The balance of payments gap is set to more than triple to over $10 billion in the fiscal year to June and even if aid starts flowing next month, the overall balance of foreign fund flows is likely to stay negative until September.
At that point, elections will signal what kind of government will emerge to replace the military rulers now at the helm.
A leading contender in the September polls will be the previously banned Islamist movement the Muslim Brotherhood, which for investors in Egypt would be a leap into the unknown.
“It is conceivable that the MB gains the largest bloc in upcoming parliamentary elections,” said BofA Merrill Lynch. “Little is known on its economic agenda.”
Many Egyptians question whether it will prove pragmatic on policy making, working with other forces as it has promised, or seek to impose a more stringent ideology, such as banning alcohol, which could turn off Western and other tourists.
“If we get an election result that investors like and puts Egypt on the road towards economic recovery and we see consumption picking up and investment picking up, that will be the trigger” for foreign investors to return, said Martins at HSBC. “We also need a result that doesn’t inspire further protests.”
But there is little sign of respite for now. BofA Merrill Lynch expects further outflows of funds over the summer as the treasury bills foreigners bought before the uprising mature.
“Foreign direct investment and portfolio flows are unlikely to recover until the dust settles on domestic politics, most likely in Q1 2012 at the earliest,” it wrote.

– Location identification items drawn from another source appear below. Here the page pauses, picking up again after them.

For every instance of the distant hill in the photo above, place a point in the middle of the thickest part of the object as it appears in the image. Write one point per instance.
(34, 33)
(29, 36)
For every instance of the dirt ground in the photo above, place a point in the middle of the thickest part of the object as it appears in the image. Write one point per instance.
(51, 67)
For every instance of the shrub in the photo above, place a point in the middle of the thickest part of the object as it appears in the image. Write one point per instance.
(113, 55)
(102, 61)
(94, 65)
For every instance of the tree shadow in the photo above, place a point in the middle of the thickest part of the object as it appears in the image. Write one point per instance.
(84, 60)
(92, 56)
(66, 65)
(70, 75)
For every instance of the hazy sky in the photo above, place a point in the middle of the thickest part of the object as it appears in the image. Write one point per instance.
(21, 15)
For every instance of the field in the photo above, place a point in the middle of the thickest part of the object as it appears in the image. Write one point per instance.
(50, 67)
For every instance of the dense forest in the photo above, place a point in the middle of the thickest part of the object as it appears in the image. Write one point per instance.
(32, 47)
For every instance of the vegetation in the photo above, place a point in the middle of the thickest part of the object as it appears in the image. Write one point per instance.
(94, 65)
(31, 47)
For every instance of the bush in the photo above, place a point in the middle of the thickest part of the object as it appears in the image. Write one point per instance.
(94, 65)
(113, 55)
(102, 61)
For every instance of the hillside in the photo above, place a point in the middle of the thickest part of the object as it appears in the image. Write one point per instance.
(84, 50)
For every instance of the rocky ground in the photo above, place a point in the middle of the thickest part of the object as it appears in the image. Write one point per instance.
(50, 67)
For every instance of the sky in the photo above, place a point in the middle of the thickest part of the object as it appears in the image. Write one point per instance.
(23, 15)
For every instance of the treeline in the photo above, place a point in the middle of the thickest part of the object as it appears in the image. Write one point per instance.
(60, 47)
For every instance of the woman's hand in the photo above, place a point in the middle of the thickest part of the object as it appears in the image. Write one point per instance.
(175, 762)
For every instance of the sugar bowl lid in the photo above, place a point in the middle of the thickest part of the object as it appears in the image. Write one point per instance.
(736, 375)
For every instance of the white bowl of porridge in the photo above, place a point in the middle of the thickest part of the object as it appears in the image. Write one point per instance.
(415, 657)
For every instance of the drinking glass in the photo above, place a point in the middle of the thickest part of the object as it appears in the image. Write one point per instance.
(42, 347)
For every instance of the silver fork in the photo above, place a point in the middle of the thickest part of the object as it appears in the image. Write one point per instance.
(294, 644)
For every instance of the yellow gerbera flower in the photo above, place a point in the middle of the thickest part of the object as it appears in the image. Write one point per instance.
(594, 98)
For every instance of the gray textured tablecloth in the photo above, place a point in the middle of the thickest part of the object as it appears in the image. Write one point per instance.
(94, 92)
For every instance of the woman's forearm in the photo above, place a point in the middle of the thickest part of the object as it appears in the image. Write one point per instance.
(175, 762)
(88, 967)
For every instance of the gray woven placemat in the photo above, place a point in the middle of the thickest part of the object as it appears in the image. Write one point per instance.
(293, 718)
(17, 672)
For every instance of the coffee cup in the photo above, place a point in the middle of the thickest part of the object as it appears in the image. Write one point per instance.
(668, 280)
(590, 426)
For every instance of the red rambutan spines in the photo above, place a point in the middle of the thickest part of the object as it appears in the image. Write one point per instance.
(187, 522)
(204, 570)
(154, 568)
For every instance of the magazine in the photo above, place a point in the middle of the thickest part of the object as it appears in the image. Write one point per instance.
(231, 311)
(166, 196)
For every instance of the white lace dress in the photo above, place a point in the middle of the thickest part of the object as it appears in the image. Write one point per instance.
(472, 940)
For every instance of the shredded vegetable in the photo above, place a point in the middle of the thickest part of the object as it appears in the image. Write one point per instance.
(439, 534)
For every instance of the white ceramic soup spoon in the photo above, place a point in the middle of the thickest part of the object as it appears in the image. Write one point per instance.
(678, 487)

Political fears aside, there is scant evidence of the recovery implied by economist forecasts that see growth doubling to around 4 percent in the fiscal year starting in July.
Tourism plunged 34 percent in the first quarter of 2011, central bank figures show, and March industrial production slumped according to BofA Merrill Lynch. Tourism and manufacturing represent over a third of gross domestic product.
The official unemployment rate jumped to 11.9 percent in the first quarter from 8.9 percent in the fourth quarter of 2010. Inflation was at its highest in a year in April at 12.1 percent.
Neither figure heralds an end to tensions that have flared into sporadic violence, often involving rows between Muslims and Christians who make up 10 percent of Egypt’s 80 million people.
The central bank has been drawing down foreign exchange reserves to counter the drop in inward investment and portfolio inflows. Economists estimate it spent $15 billion supporting the pound since January and few expect that long-held policy of support to stop.
The military-backed interim government has announced plans for a major investment drive but few details have emerged.
“I still don’t see those huge projects, this huge investment programme, announced by Samir Radwan four months ago,” said Sfakianakis.